Image 3. Athlete performing a resisted lunge, with Rhea using resisted and assisted lunges as part of his return to play process.

“As those ratios become closer to normal, we know that the athlete is prepared to progress further into more aggressive training,” Rhea says. “As they get closer and closer to returning to play, they need to experience a more dynamic stress in order to make that jump from the controlled rehab setting to a very uncontrolled field sport. I think that type of exercise helps us there.

“The feedback from the athletes is that it is very challenging—they start to realize how close they are to competition and getting back to 100% as they feel their knee being able to stabilize in that type of a situation. Obviously, the next progression from there is some single-leg jumps that we then monitor and measure as they are able to do a more ballistic movement.
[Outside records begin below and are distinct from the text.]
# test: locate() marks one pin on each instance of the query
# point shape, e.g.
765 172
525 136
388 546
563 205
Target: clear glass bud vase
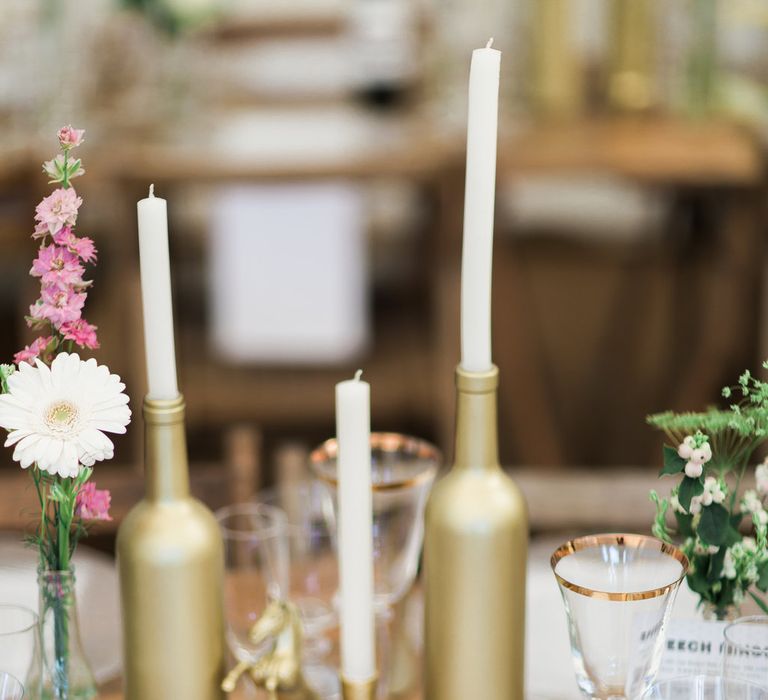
66 674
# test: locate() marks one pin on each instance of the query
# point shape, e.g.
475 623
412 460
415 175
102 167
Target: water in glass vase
66 674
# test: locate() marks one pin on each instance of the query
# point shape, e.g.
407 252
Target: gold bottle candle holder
475 555
171 562
631 82
558 72
353 690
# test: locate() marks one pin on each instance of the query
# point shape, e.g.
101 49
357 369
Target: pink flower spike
92 503
57 305
41 230
58 209
81 332
69 137
82 247
57 266
32 351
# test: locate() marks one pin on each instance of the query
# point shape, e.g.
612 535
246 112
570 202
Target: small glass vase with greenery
719 524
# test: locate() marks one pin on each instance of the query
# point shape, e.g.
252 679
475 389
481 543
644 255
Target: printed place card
692 647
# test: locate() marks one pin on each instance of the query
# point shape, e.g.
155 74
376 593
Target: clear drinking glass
257 569
404 469
20 646
704 688
618 591
314 574
745 650
10 687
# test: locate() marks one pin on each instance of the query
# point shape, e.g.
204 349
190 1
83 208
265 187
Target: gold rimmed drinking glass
618 591
705 688
403 470
10 687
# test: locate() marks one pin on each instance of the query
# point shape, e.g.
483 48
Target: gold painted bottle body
170 558
475 553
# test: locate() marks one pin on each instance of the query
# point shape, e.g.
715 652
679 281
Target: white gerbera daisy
57 416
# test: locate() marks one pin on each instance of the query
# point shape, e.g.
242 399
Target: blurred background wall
312 156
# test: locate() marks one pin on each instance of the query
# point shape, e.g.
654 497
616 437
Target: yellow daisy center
61 416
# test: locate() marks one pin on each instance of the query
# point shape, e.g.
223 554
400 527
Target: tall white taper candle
477 252
156 297
353 431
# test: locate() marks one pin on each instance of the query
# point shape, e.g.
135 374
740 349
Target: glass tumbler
618 591
257 570
745 650
10 687
20 646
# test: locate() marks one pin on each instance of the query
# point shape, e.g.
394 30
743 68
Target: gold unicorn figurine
278 671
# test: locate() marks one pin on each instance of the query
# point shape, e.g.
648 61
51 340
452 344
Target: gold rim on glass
384 442
760 620
619 540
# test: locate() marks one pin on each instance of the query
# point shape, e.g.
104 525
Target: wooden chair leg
242 445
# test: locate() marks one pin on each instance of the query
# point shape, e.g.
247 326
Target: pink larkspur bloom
81 332
69 137
57 267
58 209
92 503
58 305
30 352
83 247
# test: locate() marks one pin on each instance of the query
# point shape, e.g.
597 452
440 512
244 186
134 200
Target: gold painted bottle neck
476 420
165 450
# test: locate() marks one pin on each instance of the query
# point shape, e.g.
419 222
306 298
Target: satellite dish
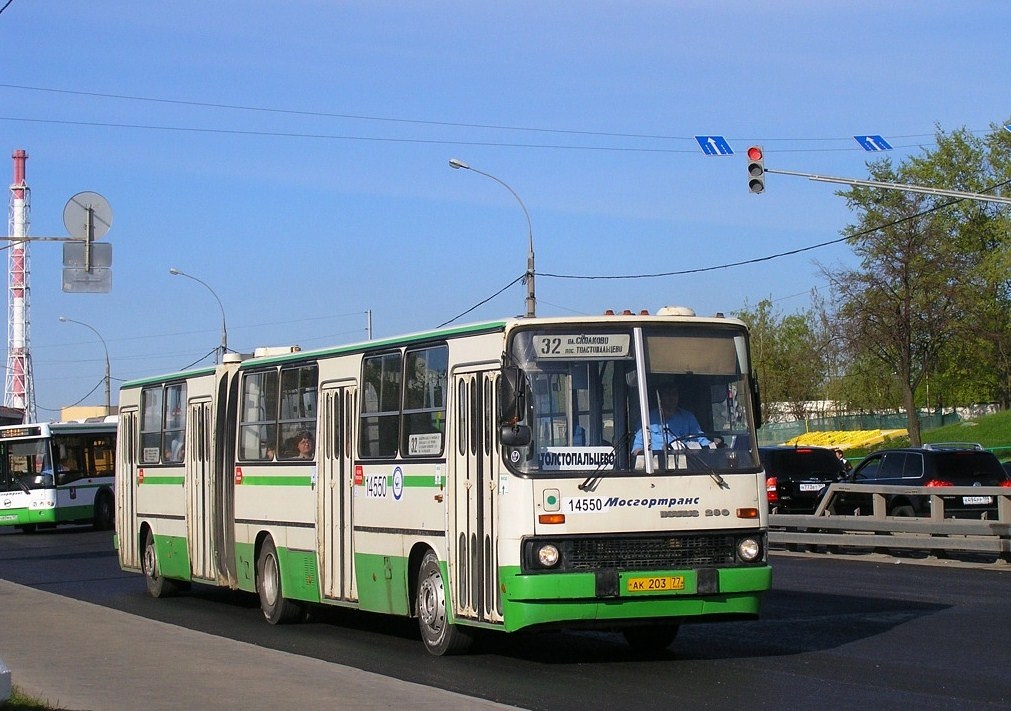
87 215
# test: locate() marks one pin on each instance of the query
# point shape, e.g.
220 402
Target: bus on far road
59 472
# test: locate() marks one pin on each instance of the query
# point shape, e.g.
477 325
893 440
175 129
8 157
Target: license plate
655 584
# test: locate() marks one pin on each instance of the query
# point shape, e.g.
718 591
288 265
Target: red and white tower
20 391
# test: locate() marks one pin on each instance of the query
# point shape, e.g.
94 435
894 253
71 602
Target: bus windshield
589 391
25 463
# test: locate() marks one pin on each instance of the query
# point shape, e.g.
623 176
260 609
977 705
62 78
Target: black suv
796 476
952 464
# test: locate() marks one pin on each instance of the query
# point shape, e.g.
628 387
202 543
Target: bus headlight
748 549
547 555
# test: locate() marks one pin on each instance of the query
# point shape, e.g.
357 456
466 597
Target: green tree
790 353
929 291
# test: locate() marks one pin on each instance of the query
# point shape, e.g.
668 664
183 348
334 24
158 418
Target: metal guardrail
876 530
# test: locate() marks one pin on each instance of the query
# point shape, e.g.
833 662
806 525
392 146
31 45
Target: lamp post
224 328
108 378
531 299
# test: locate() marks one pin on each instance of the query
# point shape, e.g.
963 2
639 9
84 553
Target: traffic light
756 169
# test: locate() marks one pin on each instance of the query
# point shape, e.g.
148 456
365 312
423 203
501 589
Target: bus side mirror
755 398
512 396
513 408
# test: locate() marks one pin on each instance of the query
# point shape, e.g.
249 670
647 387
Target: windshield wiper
591 482
693 455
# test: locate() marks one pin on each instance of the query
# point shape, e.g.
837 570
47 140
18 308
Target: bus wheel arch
432 607
276 608
158 585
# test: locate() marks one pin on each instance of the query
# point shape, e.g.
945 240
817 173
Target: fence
778 432
878 531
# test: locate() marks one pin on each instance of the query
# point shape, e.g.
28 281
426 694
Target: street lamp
224 328
531 299
108 394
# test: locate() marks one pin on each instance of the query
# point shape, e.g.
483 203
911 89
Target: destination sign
592 346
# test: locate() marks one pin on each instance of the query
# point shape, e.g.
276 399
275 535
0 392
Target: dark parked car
954 464
795 476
But a dynamic movement like an assisted walking lunge, or even a resisted walking lunge, is a great stimulus to get their muscle coordination and the contraction of all the musculature that crosses the knee and stabilizes the knee.  To get all of that to work in coordination as it is supposed to is only something that comes from fairly dynamic exercise.”

7. Show, Don’t Tell

High-level athletes tend to be intrinsically motivated to improve, but having objective data at hand can push them to continue on their path and validate the effort they’ve invested in shoring up deficiencies: whether that be gaining a measurable mph in sprint speed or improving a notch in peak power output.
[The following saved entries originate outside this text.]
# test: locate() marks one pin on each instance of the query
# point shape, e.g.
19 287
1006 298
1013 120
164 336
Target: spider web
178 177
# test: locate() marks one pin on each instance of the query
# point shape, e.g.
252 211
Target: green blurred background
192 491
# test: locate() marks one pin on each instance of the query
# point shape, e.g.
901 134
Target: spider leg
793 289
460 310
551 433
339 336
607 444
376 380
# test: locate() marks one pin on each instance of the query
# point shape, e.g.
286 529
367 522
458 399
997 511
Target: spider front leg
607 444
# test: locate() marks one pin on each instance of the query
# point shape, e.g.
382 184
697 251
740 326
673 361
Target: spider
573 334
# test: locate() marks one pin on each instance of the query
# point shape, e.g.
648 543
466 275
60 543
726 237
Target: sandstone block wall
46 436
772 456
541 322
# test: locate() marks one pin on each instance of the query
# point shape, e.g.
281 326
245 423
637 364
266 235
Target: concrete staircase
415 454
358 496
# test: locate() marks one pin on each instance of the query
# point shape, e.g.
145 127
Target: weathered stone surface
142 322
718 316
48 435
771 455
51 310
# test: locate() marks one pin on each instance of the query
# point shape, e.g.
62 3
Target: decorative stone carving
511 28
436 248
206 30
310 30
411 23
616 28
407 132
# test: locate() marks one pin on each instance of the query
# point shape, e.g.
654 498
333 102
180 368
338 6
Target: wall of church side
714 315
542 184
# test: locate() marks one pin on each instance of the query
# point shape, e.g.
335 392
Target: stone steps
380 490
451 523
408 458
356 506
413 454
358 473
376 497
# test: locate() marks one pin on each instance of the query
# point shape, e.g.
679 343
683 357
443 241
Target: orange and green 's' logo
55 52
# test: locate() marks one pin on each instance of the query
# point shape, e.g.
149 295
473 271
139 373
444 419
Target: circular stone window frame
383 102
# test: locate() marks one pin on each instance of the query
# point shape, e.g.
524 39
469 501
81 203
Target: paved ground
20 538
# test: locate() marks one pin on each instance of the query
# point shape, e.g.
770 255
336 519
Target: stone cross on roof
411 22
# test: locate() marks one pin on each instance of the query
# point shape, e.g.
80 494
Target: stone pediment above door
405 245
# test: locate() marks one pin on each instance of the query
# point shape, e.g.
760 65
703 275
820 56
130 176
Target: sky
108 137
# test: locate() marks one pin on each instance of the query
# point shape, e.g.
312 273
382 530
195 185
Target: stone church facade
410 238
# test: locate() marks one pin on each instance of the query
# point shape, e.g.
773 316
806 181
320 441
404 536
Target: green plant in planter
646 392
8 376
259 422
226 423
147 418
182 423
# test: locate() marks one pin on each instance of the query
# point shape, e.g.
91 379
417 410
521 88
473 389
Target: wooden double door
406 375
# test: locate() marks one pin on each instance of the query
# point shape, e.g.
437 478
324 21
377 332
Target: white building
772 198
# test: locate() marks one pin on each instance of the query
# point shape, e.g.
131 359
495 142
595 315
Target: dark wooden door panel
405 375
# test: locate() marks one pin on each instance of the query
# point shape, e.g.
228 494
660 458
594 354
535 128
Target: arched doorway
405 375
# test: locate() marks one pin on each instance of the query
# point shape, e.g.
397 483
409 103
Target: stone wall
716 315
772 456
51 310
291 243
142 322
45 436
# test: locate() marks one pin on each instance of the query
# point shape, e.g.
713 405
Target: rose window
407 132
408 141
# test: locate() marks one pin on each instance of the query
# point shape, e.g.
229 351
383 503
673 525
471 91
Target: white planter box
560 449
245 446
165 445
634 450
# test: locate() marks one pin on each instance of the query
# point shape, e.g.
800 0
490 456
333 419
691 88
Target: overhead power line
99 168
“For a recovering athlete, I think the data builds confidence,” Rhea says. “When they see the objective data, they can start to realize that they are actually at 80% or 85% or wherever they’re at. I definitely think it helps from a confidence standpoint, and feeling comfortable getting back into regular training, and getting comfortable pushing themselves at a level that college football requires.

“From a performance standpoint, I think most athletes really enjoy seeing performance data. Once our athletes started to see that there was a lot more to a sprint than just your 40 time, I think they start to fully realize how advanced our system is at identifying their limitations and knowing how to address them. So, we’re some of the only people our athletes are comfortable about having find their flaws… because they know if we can find them, then we can fix them.”